Article from www.jump.com: JumpUp is a free website and community from Intuit that helps new businesses get up and running successfully.

Learn more about the author, Bridget OBrien.

Comment on this article

  • Mary McDaniel
    Posted by Mary McDaniel, Arlington, Washington | Apr 04, 2008

    Thank you Bridget, this article was helpful to me. Mary McDaniel

  • Mark Silver
    Posted by Mark Silver, Portland, Oregon | Apr 04, 2008

    This is right on, Bridget. We've learned from bad mistakes in the past.

    One small thing we do is that for every dollar that comes into the business, 25% goes into a tax holding account, and another 20% goes into other accounts, like savings accounts.

    And then we spend out of what's left.

    The 20% for other accounts didn't used to be so high- I started with 5% when we were still struggling badly. But it's so nice to see that money add up month by month.

  • Bridget OBrien
    Posted by Bridget OBrien, Menlo Park, California | Apr 04, 2008

    Mary: I'm glad you found it helpful. Funny, how the simplest advice can sometimes be the hardest to follow. Good luck.
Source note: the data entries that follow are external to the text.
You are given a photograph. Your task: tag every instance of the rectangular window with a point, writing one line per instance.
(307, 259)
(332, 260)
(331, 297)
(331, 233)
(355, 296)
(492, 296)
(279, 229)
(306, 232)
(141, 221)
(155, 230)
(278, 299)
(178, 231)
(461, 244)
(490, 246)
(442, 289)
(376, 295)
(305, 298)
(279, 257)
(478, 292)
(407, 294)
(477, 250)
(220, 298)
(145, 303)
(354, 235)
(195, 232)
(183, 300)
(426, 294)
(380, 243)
    Mark: If only we were all so disciplined (me included)! That's a great twist and a really smart idea...can't tell you how often I hear from new businesses that they didn't plan for tax time. Thanks for sharing one of your best practices.

  • Mark Silver
    Posted by Mark Silver, Portland, Oregon | Apr 04, 2008

    Believe me, it didn't come easy, especially when money was tight. But, as I started doing it, I gave myself permission to take money out.

    So, 25% went into a tax account, 5% went into savings, and then a week later, when bills were due, the savings account got raided, and we 'stole' some from the tax account.

    But not as much as we put in.

    And so the tax account grew. And the same thing with the savings account. It came to where we were taking out, but not as much as we were putting in...

    But, until I started, we were always spending down to zero (and past it) on credit cards.

    One thing that has made an ENORMOUS difference in all of this, is online banking. I can go online, and in five minutes see what money has arrived in our account (nearly every dollar we earn comes through our merchant account through credit card charges), and just move it around to the proper accounts.

    I hope everyone here takes up a practice similar to this. This one practice will make a huge difference on your cash flow.

  • Molly Gordon
    Posted by Molly Gordon, Suquamish, Washington | Apr 10, 2008

    Online banking is second only to the online catalog for my local library in how much it has contributed to my life and biz. ;-)

    Like Mark, I regularly transfer money into reserves and savings, though, come to think of it, I was much more systematic about this in the early days. I used to set aside 10% of every thing that came in (I didn't need more than that for taxes at the time). It felt great.

    I also like the illustration of the heroine who sat with her books each night. Being on top of the numbers beats being surprised every time.

  • Paul Spafford
    Posted by Paul Spafford, Ottawa, Ontario Canada | Apr 11, 2008

    I do the same type of thing as Mark. I created a very simple Excel spreadsheet that I use for balancing my bank account, and always knowing how much disposable cash I have available after taxes, savings etc.

    I have uploaded a simplified copy of this spreadsheet -- with some sample data -- to my Web space, in case anyone is interested. I don't have time to include instructions, but maybe some day I'll take the time to write something up if anyone is interested.